Più difficile stimare le emissioni di CO2 per il trasporto: indicativamente, per avocado provenienti dall’estero, ogni chilo di frutto comporta l’emissione di circa 4 kg di CO2 equivalente via mare e fino a 13 in aereo.
Banana, il frutto che non ricordiamo sia esotico
La banana è un alimento ormai da decenni così stabile nella dieta italiana, tanto che è facile dimenticarsi sia esotico. E, così come già accennato qui su Ecocentrica, anche uno dei più inquinanti al mondo.

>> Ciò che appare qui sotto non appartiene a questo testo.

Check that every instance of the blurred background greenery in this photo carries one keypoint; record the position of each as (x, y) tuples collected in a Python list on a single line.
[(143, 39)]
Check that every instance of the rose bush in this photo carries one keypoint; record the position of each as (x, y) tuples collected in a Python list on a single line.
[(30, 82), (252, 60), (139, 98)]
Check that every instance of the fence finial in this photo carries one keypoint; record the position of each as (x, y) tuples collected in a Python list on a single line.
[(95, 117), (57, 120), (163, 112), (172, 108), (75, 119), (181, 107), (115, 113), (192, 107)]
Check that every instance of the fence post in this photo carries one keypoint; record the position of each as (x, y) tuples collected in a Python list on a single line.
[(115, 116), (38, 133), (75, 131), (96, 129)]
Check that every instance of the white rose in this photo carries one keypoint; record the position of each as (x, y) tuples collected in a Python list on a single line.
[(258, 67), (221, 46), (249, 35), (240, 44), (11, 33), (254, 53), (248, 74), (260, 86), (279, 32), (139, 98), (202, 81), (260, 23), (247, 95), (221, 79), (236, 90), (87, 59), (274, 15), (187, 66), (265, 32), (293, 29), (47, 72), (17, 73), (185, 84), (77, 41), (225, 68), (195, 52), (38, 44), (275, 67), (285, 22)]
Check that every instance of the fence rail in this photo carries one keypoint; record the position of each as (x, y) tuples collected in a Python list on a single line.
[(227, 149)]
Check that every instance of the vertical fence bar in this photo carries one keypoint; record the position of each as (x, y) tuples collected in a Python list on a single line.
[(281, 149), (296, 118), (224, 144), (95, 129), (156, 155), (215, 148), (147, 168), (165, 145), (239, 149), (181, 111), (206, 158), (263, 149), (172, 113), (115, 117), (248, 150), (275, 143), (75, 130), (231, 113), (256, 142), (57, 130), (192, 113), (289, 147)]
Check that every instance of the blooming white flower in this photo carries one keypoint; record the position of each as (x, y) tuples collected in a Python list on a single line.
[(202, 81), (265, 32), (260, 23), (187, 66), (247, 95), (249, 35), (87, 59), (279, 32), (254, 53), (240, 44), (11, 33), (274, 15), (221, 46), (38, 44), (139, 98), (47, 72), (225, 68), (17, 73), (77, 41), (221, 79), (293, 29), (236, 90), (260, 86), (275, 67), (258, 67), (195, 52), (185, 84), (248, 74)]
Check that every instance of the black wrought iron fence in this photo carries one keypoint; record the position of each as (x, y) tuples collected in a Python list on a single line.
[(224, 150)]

La produzione mondiale è perlopiù localizzata in America Latina, dove la coltivazione del banano non solo sta determinando una forte deforestazione, ma anche la contaminazione di vaste aree del suolo con pesticidi chimici. Ancora, spesso si tratta di una produzione poco etica, con lavoratori al limite della schiavitù, data l’enorme richiesta mondiale. Come per tutta la frutta esotica, peraltro, perché la maggior parte arriva da Paesi con legislazioni molto lasche, sia in termini di protezione dei diritti dei lavoratori, ch di tutela ambientale.

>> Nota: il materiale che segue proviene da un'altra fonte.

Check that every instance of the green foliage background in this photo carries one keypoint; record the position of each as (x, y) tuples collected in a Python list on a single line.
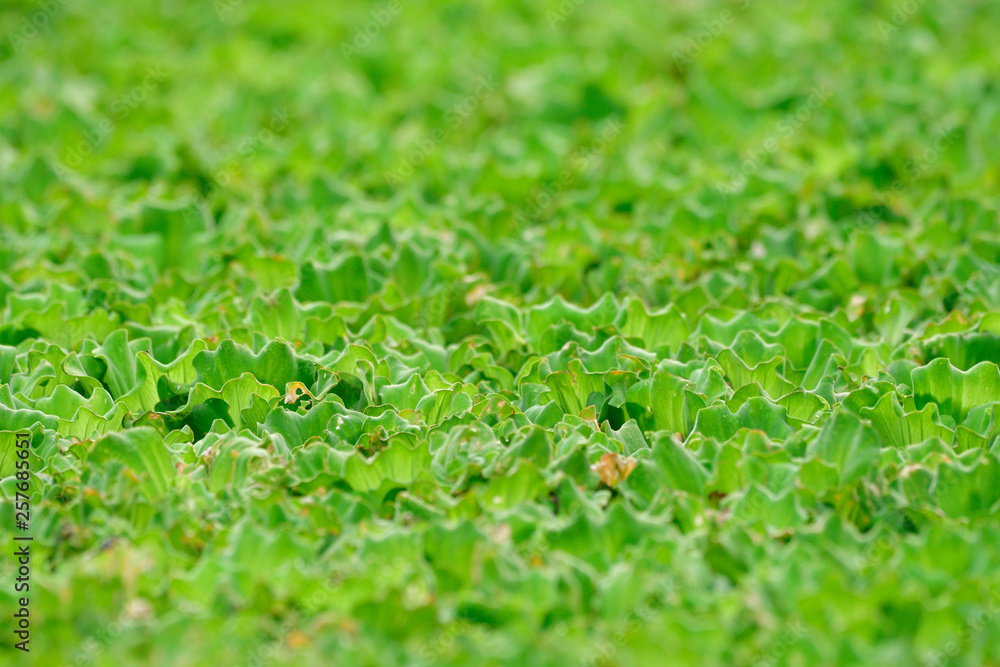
[(442, 333)]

La richiesta d’acqua è ben sostenuta – ben 730 metri cubi ogni tonnellata di frutti, secondo la FAO – mentre le emissioni di CO2 per chilogrammo prodotto non preoccupanti, pari a circa 0,11 chilogrammi. Questo se non si considera il trasporto, che può aggiungere altri 3-5 chilogrammi di CO2 equivalente via nave e fino a 9 via aria.
Ananas, il frutto che sta devastando il Costa Rica
Anche dell’ananas ci dimentichiamo spesso l’origine esotica, poiché ormai stabilmente nella nostra dieta. Eppure, ogni volta che gustiamo una fetta di questo buonissimo e salutare frutto, dovremmo pensare ai danni che sta causando in Costa Rica.

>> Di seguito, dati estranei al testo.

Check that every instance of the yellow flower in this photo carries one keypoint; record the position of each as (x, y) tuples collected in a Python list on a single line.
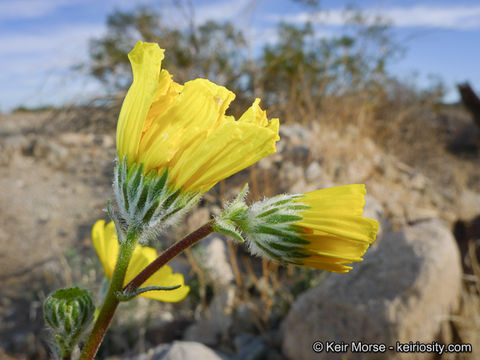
[(164, 125), (106, 244), (334, 227), (323, 229)]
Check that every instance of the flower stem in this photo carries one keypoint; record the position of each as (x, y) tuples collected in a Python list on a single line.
[(169, 254), (111, 301)]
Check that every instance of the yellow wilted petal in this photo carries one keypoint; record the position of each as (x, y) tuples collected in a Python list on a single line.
[(145, 59), (106, 245)]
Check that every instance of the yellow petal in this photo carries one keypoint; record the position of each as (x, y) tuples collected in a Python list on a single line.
[(231, 147), (345, 199), (145, 59), (106, 245), (105, 242), (141, 258), (347, 226), (193, 114), (330, 245), (165, 277)]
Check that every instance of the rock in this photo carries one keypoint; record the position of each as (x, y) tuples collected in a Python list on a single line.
[(180, 350), (214, 327), (469, 204), (415, 214), (250, 347), (245, 318), (374, 210), (403, 291)]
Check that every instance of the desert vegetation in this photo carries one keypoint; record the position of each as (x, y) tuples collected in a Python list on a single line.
[(344, 119)]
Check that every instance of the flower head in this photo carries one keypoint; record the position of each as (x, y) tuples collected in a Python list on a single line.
[(323, 229), (106, 244), (164, 125)]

Il Paese è il primo produttore mondiale di ananas al mondo, poiché presenta le condizioni climatiche ideali per la coltivazione di varietà pregiate e molto richieste. Questo ha portato negli anni a una sovrapproduzione che, oltre a essere causa di grande deforestazione, sta comportando gravi conseguenze in termini di erosione del suolo e di inquinamento delle acque. Ad esempio, nel 2019 si è scoperto via satellite che più di 3.821 ettari di campi di ananas sono stati illegalmente piantati in aree protette, mentre più di 16.385 ettari di foresta umida sono stati illegalmente rasi al suolo per far spazio alle coltivazioni, tra il 2.000 e il 2015.
La richiesta d’acqua è inoltre di circa 255 metri cubi per tonnellata, mentre non è ben noto il costo ambientale per il trasporto, anche se si ritiene possa essere simile a quello dell’avocado.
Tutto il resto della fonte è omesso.